Herbert Knox Smith, who was an official of the Bureau of Corporations, although a Roosevelt follower, did not agree with the bill. He was (p. 300) troubled by the "centralizing tendency and implications of a government-directed economy. He was no less concerned, at the same time, with the economically and socially deleterious effects of concentrated market power represented by big corporations." Smith favored a publicity function of the Bureau of Corporations and that this could be accomplished by requiring registration of corporations with the federal government without too much additional regulation (p. 305): "Most important, in Smith's mind, the registration system he favored would avoid the state direction of market transactions implied in (other) proposals." Senator Newlands introduced an interstate trade commission bill in July 1911 (p. 310) which was a "tough license-registration measure." However, the bill stalled because of labor issues and Smith convinced Newlands to moderate the bill. Smith argued that a system of regulation would be smoother than a system of court enforcement.

Sklar traces through the evolution of the Federal Trade Commission and Clayton Acts of 1914, the rather minimal regulatory outcomes of the debates about whether to regulate corporations. Although Progressivism was mostly Republican, it reached its climax with Woodrow Wilson, who pushed for the Federal Reserve, which had been a Mugwump idea. It is important to understand that the Federal Reserve adopted in 1913 was very different from today because there was a gold standard and so the central bank's power to create money was limited. However, it was the first of three steps that led to unlimited money creation power.

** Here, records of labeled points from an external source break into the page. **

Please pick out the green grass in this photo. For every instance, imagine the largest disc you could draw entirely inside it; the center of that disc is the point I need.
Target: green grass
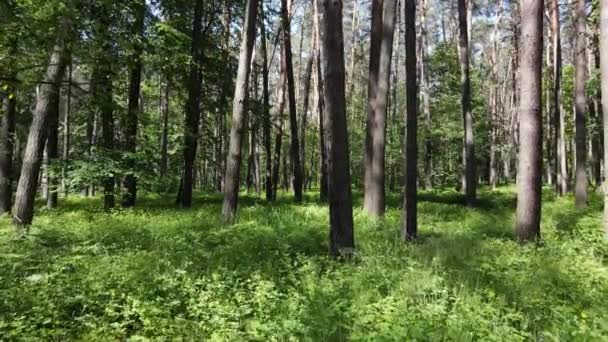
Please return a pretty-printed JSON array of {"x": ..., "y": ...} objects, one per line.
[{"x": 160, "y": 273}]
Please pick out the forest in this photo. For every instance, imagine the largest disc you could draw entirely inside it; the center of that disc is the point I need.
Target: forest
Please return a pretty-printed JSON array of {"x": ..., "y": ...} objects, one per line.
[{"x": 303, "y": 170}]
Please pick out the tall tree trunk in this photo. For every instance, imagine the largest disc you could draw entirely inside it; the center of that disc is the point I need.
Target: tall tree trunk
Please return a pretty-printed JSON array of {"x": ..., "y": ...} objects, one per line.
[
  {"x": 470, "y": 163},
  {"x": 307, "y": 79},
  {"x": 580, "y": 100},
  {"x": 32, "y": 158},
  {"x": 164, "y": 145},
  {"x": 266, "y": 119},
  {"x": 52, "y": 152},
  {"x": 193, "y": 109},
  {"x": 530, "y": 129},
  {"x": 7, "y": 138},
  {"x": 130, "y": 182},
  {"x": 279, "y": 136},
  {"x": 604, "y": 80},
  {"x": 426, "y": 99},
  {"x": 341, "y": 236},
  {"x": 294, "y": 149},
  {"x": 66, "y": 135},
  {"x": 410, "y": 223},
  {"x": 373, "y": 189},
  {"x": 558, "y": 113},
  {"x": 321, "y": 111},
  {"x": 239, "y": 113}
]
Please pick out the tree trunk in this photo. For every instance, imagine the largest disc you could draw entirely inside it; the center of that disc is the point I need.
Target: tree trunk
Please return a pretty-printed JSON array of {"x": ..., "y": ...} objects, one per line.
[
  {"x": 193, "y": 109},
  {"x": 52, "y": 152},
  {"x": 426, "y": 99},
  {"x": 342, "y": 239},
  {"x": 558, "y": 114},
  {"x": 410, "y": 222},
  {"x": 470, "y": 163},
  {"x": 580, "y": 70},
  {"x": 373, "y": 188},
  {"x": 66, "y": 135},
  {"x": 130, "y": 182},
  {"x": 294, "y": 149},
  {"x": 239, "y": 113},
  {"x": 164, "y": 145},
  {"x": 279, "y": 136},
  {"x": 321, "y": 112},
  {"x": 530, "y": 129},
  {"x": 266, "y": 119},
  {"x": 307, "y": 78},
  {"x": 7, "y": 138},
  {"x": 604, "y": 81},
  {"x": 32, "y": 158}
]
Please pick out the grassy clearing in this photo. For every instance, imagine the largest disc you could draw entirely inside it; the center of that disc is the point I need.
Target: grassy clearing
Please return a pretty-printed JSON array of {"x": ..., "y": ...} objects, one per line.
[{"x": 157, "y": 272}]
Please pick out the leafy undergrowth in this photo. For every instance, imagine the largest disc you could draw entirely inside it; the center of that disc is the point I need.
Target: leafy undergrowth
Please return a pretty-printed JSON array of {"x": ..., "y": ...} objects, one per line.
[{"x": 160, "y": 273}]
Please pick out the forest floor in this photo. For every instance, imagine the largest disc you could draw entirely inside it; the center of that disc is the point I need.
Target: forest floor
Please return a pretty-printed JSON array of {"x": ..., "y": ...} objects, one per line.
[{"x": 158, "y": 271}]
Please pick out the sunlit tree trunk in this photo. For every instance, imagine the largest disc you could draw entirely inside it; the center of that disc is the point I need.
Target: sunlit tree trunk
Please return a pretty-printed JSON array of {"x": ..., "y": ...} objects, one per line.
[
  {"x": 410, "y": 222},
  {"x": 530, "y": 128},
  {"x": 193, "y": 109},
  {"x": 266, "y": 119},
  {"x": 239, "y": 113},
  {"x": 7, "y": 139},
  {"x": 341, "y": 236},
  {"x": 470, "y": 163},
  {"x": 294, "y": 149},
  {"x": 49, "y": 93},
  {"x": 604, "y": 81},
  {"x": 580, "y": 100},
  {"x": 130, "y": 182}
]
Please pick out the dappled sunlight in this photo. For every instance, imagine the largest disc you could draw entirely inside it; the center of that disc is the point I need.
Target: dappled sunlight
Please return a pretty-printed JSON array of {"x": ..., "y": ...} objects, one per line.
[{"x": 136, "y": 272}]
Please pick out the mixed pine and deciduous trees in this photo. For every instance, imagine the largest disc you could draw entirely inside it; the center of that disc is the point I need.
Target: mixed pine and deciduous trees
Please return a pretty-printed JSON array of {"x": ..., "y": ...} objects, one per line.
[{"x": 131, "y": 60}]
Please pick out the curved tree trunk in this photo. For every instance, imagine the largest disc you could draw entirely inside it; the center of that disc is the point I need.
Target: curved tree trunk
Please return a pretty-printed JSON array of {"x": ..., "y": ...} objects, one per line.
[
  {"x": 239, "y": 114},
  {"x": 530, "y": 129},
  {"x": 32, "y": 158},
  {"x": 341, "y": 235},
  {"x": 294, "y": 150}
]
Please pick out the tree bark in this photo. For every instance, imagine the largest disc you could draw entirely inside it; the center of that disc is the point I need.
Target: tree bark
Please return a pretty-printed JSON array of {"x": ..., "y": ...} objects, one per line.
[
  {"x": 7, "y": 138},
  {"x": 130, "y": 181},
  {"x": 193, "y": 109},
  {"x": 372, "y": 183},
  {"x": 52, "y": 152},
  {"x": 296, "y": 167},
  {"x": 164, "y": 145},
  {"x": 239, "y": 113},
  {"x": 320, "y": 111},
  {"x": 580, "y": 100},
  {"x": 341, "y": 236},
  {"x": 266, "y": 120},
  {"x": 32, "y": 158},
  {"x": 410, "y": 222},
  {"x": 530, "y": 129},
  {"x": 426, "y": 99},
  {"x": 556, "y": 98},
  {"x": 470, "y": 163},
  {"x": 604, "y": 81}
]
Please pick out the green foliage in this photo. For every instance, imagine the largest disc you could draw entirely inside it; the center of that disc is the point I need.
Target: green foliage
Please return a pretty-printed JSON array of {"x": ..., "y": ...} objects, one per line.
[{"x": 160, "y": 273}]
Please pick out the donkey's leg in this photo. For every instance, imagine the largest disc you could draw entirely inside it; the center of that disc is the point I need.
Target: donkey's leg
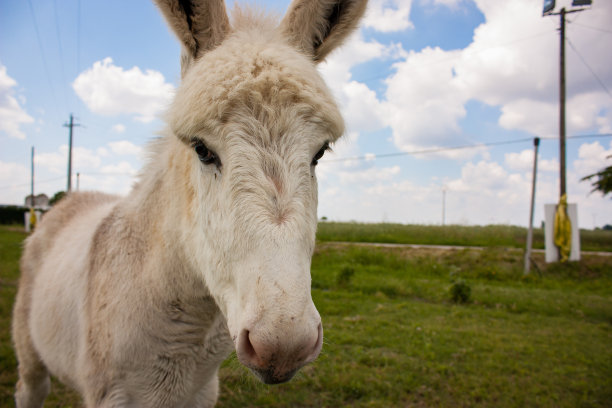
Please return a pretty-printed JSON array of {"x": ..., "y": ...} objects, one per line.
[{"x": 33, "y": 384}]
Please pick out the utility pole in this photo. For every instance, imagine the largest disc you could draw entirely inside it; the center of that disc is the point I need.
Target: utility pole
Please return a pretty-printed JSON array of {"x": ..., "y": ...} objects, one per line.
[
  {"x": 562, "y": 184},
  {"x": 549, "y": 5},
  {"x": 536, "y": 144},
  {"x": 32, "y": 182},
  {"x": 70, "y": 125}
]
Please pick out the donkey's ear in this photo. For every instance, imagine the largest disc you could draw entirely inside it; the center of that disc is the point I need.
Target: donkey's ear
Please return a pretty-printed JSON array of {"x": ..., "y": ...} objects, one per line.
[
  {"x": 200, "y": 25},
  {"x": 319, "y": 26}
]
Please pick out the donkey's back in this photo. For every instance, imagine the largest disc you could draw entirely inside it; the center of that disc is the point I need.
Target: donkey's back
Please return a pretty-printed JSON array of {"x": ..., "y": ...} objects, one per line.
[{"x": 53, "y": 269}]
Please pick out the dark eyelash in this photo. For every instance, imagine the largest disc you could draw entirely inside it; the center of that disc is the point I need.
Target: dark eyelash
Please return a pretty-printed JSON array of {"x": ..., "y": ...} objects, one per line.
[
  {"x": 205, "y": 155},
  {"x": 320, "y": 153}
]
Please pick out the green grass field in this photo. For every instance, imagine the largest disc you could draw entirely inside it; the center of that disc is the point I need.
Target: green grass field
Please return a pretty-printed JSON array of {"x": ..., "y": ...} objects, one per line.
[
  {"x": 394, "y": 337},
  {"x": 490, "y": 235}
]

In the final sections of the book, Sklar gives a really fine review of the ideas of Roosevelt, Taft and Wilson.

Overall, I found Martin J. Sklar's book to be energizing and informing. It took me a long time to read, but it was worth it.

2 comments:

Michael said...

"Overall, I found Martin J. Sklar's book to be energizing and informing."

I agree 100%. This is a very interesting account of the modern economy. Sklar's analysis of the law illuminates the institutions of the modern economy in ways that few other works have done.

Two complements to Sklar's work are:

James Livingston, Origins of the Federal Reserve System: Money, Class, and Corporate Capitalism, 1890-1913.

Christopher L. Tomlins, The State and the Unions: Labor Relations, Law, and the Organized Labor Movement in America, 1880-1960.